Di fronte a questa produzione documentale e nell'assenza dell’elemento soggettivo del dolo in capo all’imputato, che ha agito nel superiore interesse del figlio, il Tribunale di Firenze in composizione monocratica Prima Sezione Penale assolve l’imputato perché il fatto non sussiste.

Il padre commenta così la vicenda: “Molti padri con i loro figli vivono vicende simili alla mia, credo che sia arrivato il momento di porre fine a questa barbarie che vede i nostri figli uniche vittime. Utile sarebbe cominciare ad attuare veramente la legge 54 del 2006 sull'affido condiviso in caso di separazione personale dei genitori il figlio minore ha il diritto di mantenere un rapporto equilibrato e continuativo con ciascuno di essi, di ricevere cura, educazione e istruzione da entrambi e di conservare rapporti significativi con gli ascendenti e con i parenti di ciascun ramo genitoriale. Questo non accade quasi mai con i risultati che sono quotidianamente sotto gli occhi dell'opinione pubblica.

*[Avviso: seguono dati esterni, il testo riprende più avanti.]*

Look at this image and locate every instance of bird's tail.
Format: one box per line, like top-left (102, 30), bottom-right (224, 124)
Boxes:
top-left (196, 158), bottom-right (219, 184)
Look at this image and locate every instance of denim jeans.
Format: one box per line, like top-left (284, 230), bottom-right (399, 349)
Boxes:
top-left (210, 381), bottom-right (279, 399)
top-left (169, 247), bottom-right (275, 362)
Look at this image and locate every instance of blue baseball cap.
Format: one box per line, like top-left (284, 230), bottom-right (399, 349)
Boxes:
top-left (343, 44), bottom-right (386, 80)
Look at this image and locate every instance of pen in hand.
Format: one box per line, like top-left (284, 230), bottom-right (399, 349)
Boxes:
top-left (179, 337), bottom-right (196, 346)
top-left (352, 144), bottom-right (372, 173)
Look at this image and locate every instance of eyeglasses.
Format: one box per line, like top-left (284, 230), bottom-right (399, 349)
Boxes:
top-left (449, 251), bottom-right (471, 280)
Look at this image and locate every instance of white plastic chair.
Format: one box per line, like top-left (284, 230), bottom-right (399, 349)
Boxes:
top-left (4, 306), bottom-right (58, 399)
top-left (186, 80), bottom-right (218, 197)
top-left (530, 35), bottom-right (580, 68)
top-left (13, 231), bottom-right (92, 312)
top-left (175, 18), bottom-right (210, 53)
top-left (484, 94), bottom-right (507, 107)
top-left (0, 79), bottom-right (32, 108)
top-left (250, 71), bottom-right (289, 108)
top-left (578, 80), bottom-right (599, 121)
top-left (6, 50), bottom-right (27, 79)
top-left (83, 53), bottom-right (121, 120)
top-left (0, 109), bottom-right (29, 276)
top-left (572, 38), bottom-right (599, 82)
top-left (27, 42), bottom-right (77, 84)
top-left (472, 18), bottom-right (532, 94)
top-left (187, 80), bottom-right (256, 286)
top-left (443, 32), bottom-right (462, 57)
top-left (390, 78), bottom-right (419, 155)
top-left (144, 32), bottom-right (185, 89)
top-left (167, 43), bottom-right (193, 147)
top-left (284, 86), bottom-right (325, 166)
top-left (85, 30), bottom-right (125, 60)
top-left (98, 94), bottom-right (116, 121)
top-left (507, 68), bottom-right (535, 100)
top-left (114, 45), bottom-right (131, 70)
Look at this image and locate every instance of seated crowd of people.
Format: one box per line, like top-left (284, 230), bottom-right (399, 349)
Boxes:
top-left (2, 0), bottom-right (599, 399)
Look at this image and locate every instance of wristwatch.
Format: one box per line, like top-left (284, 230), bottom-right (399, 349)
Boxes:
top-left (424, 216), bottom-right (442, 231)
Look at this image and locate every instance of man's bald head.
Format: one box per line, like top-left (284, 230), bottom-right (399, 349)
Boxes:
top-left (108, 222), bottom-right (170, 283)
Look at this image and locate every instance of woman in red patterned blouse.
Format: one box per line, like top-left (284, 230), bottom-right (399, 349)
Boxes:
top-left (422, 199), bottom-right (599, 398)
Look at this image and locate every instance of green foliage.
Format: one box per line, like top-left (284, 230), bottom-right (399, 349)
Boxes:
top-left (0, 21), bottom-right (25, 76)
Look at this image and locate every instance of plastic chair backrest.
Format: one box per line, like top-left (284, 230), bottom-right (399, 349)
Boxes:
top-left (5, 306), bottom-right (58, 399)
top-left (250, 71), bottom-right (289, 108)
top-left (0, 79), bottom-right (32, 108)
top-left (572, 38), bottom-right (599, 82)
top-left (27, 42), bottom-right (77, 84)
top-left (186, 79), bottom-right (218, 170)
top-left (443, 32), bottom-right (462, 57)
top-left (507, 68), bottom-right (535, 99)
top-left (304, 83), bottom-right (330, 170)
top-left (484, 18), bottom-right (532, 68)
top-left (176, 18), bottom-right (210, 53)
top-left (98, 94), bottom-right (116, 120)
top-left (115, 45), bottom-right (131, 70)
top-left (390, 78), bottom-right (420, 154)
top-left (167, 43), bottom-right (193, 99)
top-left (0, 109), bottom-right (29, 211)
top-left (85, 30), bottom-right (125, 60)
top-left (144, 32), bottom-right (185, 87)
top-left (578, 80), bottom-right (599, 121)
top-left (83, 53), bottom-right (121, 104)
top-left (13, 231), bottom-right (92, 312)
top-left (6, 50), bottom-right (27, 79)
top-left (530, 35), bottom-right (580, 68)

Troppe madri usano lo strumento della querela per allontanare i padri dai propri figli, credo che queste abbiano bisogno di un serio aiuto e che le istituzioni dovrebbero attivarsi per affrontare questa problematica dilagante”

Marino Maglietta, presidente associazione “Crescere Insieme” commenta: "La sentenza conferma che l'adesione al messaggio dell'affidamento condiviso è un problema essenzialmente di sensibilità e di cultura della magistratura e dell'avvocatura, visto che non è la prima volta che gli operatori del diritto penale sopravanzano quelli del civile di molte lunghezze. Si direbbe che questi ultimi non sappiano - o non vogliano - abbandonare il modello mono-genitoriale, discriminatorio e perciò altamente conflittuale. L'invenzione del "genitore collocatario" ne è la prova quotidiana. Neppure una legge dello stato è bastata per ridare equilibrio alla famiglia separata. E' necessario che il Parlamento intervenga di nuovo".